Écartons d’emblée le génie pictural que la critique, dans une quasi-unanimité moutonnière, prête, en ces temps de disette artistique et d’absence de tout monstre sacré, à Lucian Freud. A l’instar de Philippe Dagen (Le Monde, 11 mars), qui écrit, non sans une saine audace, que « ce n’est pas de la grande peinture. Ce n’en est que le simulacre, fondé sur l’académisation conjointe de l’obscénité et du matiérisme », ajoutons donc que Lucian Freud, qu’on ose comparer aux Phares du siècle dernier, Giacometti, Balthus, Matisse et autres, ou, mieux encore, qu’ici et là l’on rapporte doctement à Lysippe, à Dürer, au Courbet des Baigneuses et de L’Origine du monde ainsi qu’à Cézanne, Lucian Freud n’a rien inventé en matière de réalisme pictural relatif au corps humain et à la chair, ici complaisamment malmenés, torturés, déchus.
Qu’à cela ne tienne. Tout à sa croisade contre l’art contemporain, et invoquant le nain, égal en majesté aux princes Gonzague, de La chambre des époux de Mantegna à Mantoue et les bouffons bouleversants de Velasquez, Jean Clair, le très réac-adémicien que l’on sait, s’emploie, dans le catalogue de l’exposition prolongeant un texte de 1987 sur la question du nu en peinture (*), à faire passer Lucian Freud pour un élégiaque des corps « biologiques » et le peintre de la « biodiversité », et même, carrément, pour un humaniste du regard, qui, ultime dépositaire dans notre monde dégradé par l’argent, de l’ancienne charité humaine envers autrui, ferait ressortir la beauté et l’humanité des corps dits monstrueux ou obscènes qu’il peint à répétition depuis un demi-siècle, ces créatures obèses, ces nus aux chairs flasques et aux sexes hypertrophiés que rejetterait notre pudibonderie judéo-chrétienne, ces victimes des diktats du Beau indolore et lisse et du Glamour contemporains, ces corps effondrés sur eux-mêmes, « alors même que l’amour et la grâce les ont désertés », stigmatisés comme indécents par le Discours de la mode et les canons esthétiques dominants. Pieux efforts de notre académicien. Mais vaine tentative. Lucian Freud, artiste, est tout le contraire de cet humaniste « à rebours » que son chantre nous dépeint sans rire comme empreint « d’un immense amour des êtres » ; il n’est que par un artifice dialectique ce soit-disant sauveur de la beauté des laids, que chantait jadis Gainsbourg, des énormes, des pituiteux et des décharnés.

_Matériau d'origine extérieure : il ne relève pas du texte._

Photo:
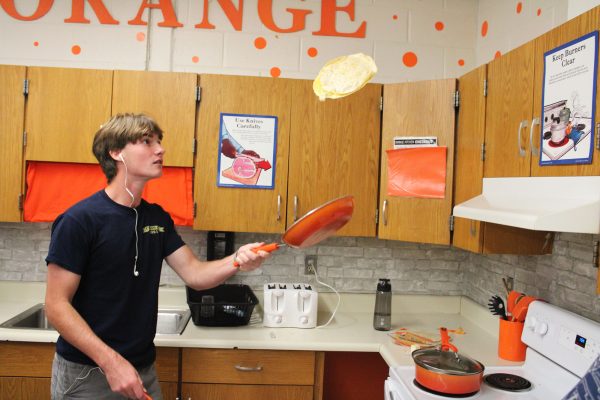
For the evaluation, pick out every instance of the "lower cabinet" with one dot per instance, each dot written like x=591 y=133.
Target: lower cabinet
x=227 y=374
x=25 y=370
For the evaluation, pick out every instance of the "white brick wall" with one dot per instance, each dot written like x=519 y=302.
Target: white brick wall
x=566 y=278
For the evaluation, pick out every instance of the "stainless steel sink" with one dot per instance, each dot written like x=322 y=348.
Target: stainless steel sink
x=170 y=321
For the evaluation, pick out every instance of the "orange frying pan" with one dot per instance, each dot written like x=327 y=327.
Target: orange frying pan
x=315 y=226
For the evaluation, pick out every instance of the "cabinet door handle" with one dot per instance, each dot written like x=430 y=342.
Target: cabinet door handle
x=384 y=212
x=295 y=208
x=522 y=125
x=278 y=207
x=535 y=151
x=241 y=368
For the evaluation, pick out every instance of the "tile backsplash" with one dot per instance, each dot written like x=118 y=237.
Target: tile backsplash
x=566 y=278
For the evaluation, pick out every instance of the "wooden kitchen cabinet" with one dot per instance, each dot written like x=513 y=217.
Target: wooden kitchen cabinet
x=514 y=106
x=228 y=374
x=334 y=152
x=65 y=107
x=25 y=370
x=479 y=236
x=12 y=109
x=324 y=150
x=423 y=108
x=169 y=98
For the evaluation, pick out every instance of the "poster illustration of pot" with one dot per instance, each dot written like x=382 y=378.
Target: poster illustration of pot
x=247 y=150
x=569 y=102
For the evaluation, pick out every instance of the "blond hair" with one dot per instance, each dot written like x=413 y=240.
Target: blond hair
x=116 y=133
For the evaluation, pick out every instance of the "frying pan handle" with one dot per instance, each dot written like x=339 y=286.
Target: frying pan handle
x=265 y=247
x=446 y=345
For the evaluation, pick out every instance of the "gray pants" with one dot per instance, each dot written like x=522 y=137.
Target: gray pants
x=78 y=381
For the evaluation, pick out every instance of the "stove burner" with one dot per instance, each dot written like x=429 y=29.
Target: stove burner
x=508 y=382
x=449 y=395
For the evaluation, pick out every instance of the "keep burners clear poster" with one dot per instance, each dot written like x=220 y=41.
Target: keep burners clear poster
x=569 y=102
x=247 y=151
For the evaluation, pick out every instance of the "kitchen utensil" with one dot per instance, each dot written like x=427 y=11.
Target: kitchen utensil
x=510 y=346
x=447 y=372
x=520 y=310
x=513 y=298
x=315 y=226
x=506 y=286
x=496 y=306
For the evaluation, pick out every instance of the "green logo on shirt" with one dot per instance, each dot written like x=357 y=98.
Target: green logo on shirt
x=154 y=229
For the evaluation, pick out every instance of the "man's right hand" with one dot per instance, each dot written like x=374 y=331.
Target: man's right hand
x=124 y=379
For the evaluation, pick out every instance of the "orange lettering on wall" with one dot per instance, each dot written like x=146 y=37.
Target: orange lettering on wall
x=265 y=12
x=166 y=6
x=43 y=7
x=329 y=9
x=78 y=8
x=234 y=15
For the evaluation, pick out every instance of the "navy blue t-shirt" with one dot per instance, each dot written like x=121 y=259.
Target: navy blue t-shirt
x=96 y=239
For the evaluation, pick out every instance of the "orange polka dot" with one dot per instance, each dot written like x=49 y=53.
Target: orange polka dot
x=409 y=59
x=260 y=43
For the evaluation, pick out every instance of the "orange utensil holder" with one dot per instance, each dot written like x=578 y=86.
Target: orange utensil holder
x=510 y=346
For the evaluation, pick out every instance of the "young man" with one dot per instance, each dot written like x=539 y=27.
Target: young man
x=104 y=265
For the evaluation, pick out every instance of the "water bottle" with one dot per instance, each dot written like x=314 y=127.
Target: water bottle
x=382 y=317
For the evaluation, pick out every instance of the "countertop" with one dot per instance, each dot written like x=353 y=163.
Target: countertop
x=350 y=330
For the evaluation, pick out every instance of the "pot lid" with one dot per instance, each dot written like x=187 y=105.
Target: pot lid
x=447 y=362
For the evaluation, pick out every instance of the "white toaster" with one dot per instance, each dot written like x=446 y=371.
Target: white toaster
x=290 y=305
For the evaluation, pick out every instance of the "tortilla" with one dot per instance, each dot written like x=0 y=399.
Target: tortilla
x=343 y=76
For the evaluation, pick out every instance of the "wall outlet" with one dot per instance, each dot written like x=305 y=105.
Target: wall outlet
x=310 y=264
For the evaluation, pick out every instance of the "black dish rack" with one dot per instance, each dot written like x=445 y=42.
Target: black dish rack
x=224 y=305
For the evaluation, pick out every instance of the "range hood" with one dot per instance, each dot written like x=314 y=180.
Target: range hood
x=558 y=204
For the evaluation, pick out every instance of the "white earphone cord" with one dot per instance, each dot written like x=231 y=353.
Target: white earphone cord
x=336 y=292
x=135 y=271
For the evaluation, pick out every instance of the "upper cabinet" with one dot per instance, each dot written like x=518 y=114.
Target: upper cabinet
x=169 y=98
x=324 y=150
x=334 y=149
x=12 y=108
x=65 y=108
x=477 y=236
x=240 y=209
x=514 y=106
x=423 y=108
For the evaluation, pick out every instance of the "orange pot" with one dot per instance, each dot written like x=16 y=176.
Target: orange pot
x=446 y=371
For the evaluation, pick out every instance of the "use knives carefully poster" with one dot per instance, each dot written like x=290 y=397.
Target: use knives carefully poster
x=247 y=150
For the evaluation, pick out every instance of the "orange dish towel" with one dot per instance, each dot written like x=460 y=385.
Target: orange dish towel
x=417 y=172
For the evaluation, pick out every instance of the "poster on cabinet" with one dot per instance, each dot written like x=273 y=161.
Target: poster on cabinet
x=569 y=102
x=247 y=150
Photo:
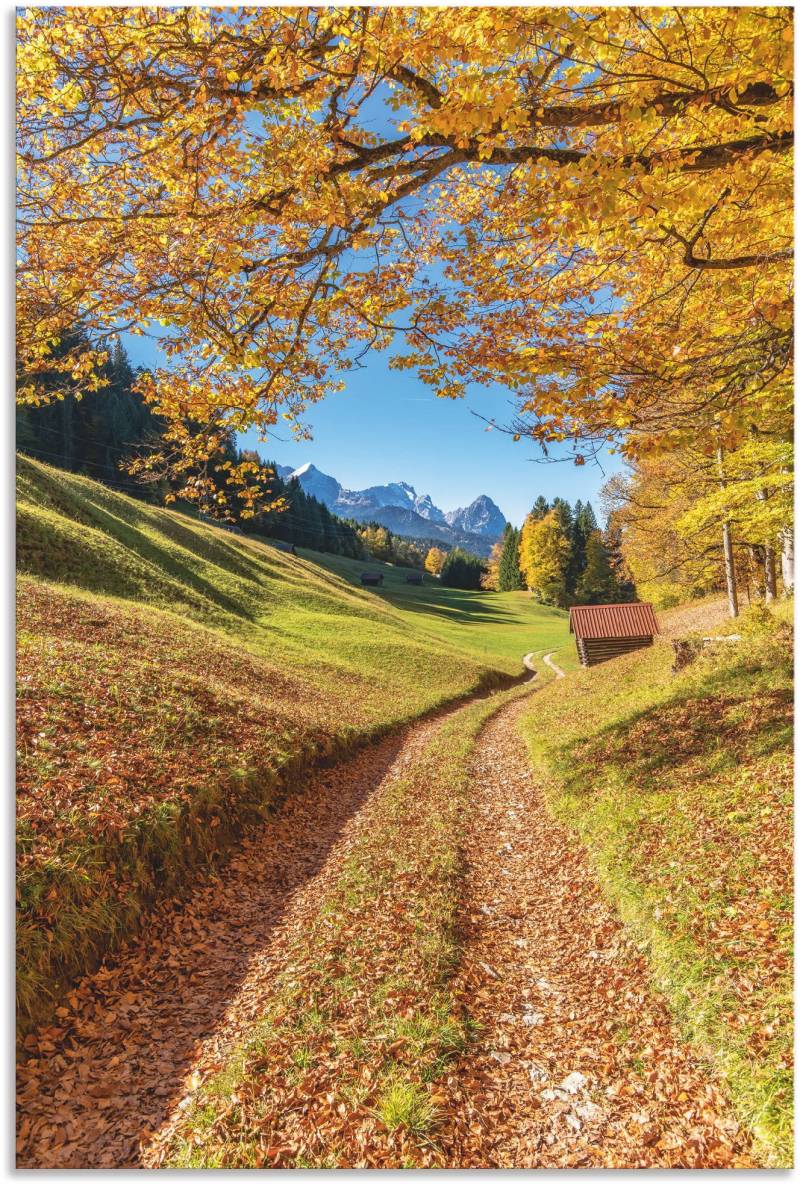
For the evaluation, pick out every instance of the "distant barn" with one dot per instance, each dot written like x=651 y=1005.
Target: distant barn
x=604 y=631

Mais réhabilitation ou pas, éloge ou pas du laid, du difforme, du monstrueux, du dégradé, la question, tout bonnement, n’est pas là. Elle ne relève pas, sinon en une toute première lecture, de l’esthétique ou de la morale ; elle est, oui, d’ordre analytique et, à la lettre, « freudienne », au sens, cette fois, du grand’père de cette œuvre psychotique, jamais cité, jamais présent mais continûment sous-jacent : Sigmund Freud.

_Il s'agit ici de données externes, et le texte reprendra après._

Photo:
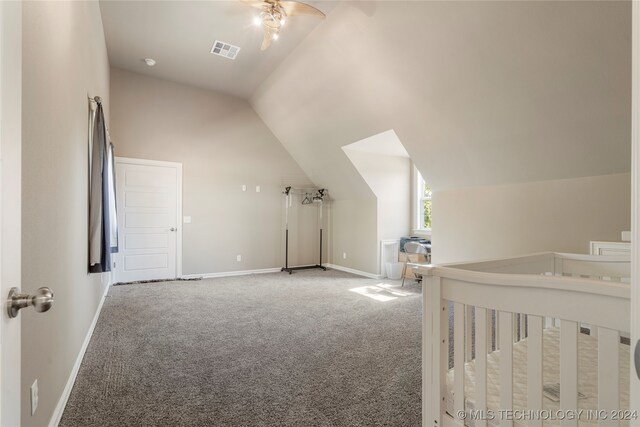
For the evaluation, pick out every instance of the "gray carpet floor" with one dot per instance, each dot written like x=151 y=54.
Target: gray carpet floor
x=309 y=349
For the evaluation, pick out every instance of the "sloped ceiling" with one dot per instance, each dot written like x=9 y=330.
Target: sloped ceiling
x=479 y=93
x=179 y=36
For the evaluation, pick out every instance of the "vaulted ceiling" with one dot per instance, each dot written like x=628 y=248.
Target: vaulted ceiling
x=479 y=93
x=179 y=35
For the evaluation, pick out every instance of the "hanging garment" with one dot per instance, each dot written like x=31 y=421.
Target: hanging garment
x=103 y=240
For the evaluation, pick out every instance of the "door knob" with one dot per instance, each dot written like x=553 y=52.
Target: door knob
x=42 y=301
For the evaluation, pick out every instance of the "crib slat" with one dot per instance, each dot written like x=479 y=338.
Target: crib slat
x=608 y=373
x=469 y=334
x=506 y=364
x=497 y=331
x=443 y=366
x=459 y=356
x=568 y=369
x=534 y=367
x=481 y=363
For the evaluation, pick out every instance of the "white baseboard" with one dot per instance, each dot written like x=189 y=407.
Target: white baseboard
x=62 y=403
x=353 y=271
x=231 y=273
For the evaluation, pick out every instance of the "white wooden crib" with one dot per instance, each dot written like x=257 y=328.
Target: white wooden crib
x=517 y=338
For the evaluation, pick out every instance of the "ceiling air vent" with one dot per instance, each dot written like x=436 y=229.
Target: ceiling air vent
x=225 y=49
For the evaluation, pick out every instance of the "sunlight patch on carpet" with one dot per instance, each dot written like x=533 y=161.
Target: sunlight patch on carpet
x=381 y=292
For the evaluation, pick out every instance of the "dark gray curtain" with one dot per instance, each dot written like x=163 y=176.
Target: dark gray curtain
x=103 y=235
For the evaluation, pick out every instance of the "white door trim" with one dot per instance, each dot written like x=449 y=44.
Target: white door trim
x=179 y=224
x=634 y=401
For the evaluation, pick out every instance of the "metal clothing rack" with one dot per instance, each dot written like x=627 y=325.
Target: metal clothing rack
x=310 y=198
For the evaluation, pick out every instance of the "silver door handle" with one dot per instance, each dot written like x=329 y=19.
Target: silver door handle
x=42 y=301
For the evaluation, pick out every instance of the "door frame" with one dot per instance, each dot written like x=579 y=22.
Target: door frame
x=10 y=206
x=634 y=398
x=179 y=219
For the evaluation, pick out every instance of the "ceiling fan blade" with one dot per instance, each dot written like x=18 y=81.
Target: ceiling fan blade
x=254 y=3
x=293 y=8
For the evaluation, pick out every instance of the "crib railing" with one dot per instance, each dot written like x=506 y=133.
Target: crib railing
x=496 y=303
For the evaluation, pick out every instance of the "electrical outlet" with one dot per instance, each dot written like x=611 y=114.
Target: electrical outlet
x=34 y=397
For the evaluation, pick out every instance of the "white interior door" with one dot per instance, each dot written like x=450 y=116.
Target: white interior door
x=10 y=183
x=634 y=400
x=149 y=209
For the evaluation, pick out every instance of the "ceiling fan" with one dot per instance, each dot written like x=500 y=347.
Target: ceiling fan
x=274 y=14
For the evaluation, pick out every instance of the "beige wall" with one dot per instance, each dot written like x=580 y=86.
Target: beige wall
x=389 y=178
x=222 y=144
x=353 y=231
x=64 y=60
x=559 y=215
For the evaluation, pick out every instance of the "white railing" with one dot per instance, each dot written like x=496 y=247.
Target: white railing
x=497 y=303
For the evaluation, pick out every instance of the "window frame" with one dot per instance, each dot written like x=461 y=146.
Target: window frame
x=417 y=199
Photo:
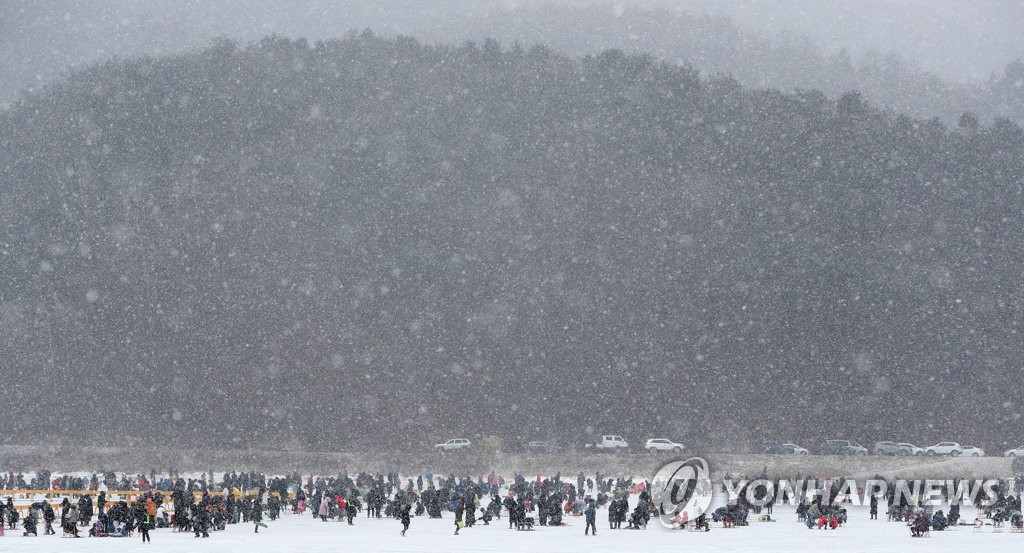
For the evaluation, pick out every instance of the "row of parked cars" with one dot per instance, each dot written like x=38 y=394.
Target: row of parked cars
x=608 y=442
x=849 y=447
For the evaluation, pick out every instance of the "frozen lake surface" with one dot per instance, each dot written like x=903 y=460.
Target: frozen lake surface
x=302 y=533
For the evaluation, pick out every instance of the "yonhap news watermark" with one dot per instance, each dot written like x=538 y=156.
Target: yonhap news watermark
x=685 y=487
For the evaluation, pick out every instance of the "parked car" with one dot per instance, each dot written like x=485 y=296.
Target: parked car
x=912 y=449
x=945 y=448
x=841 y=447
x=662 y=444
x=542 y=447
x=1015 y=452
x=774 y=448
x=972 y=451
x=453 y=444
x=893 y=448
x=609 y=442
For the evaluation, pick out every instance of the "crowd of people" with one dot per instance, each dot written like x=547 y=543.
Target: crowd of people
x=202 y=505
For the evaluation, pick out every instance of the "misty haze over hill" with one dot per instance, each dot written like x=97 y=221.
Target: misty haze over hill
x=925 y=58
x=373 y=242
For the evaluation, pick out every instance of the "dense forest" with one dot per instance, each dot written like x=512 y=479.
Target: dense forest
x=372 y=242
x=41 y=41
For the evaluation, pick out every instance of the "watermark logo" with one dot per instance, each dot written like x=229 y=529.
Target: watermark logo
x=682 y=491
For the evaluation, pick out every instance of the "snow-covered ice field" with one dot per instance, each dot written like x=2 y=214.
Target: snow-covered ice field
x=303 y=534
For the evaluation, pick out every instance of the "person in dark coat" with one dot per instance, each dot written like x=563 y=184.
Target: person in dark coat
x=404 y=514
x=256 y=514
x=30 y=522
x=459 y=511
x=591 y=517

Et là, Lucian Freud, vu, agissant, à travers sa peinture sans intérêt, comme petit-fils et porteur du nom de Freud, la chose en devient fort intéressante. D’autant, on s’en serait douté, que, comme l’écrit benoîtement notre académicien, « le peintre n’aime guère que l’on évoque à son propos la figure de l’inventeur de la psychanalyse » et qu’ « il a toujours eu soin de refuser qu’on cherchât les clefs de son œuvre dans la métempsychologie freudienne », Jean Clair ajoutant que pour avoir publié jadis un article sur son œuvre dans La Nouvelle Revue de Psychanalyse, « je me suis quelque temps aliéné son amitié. »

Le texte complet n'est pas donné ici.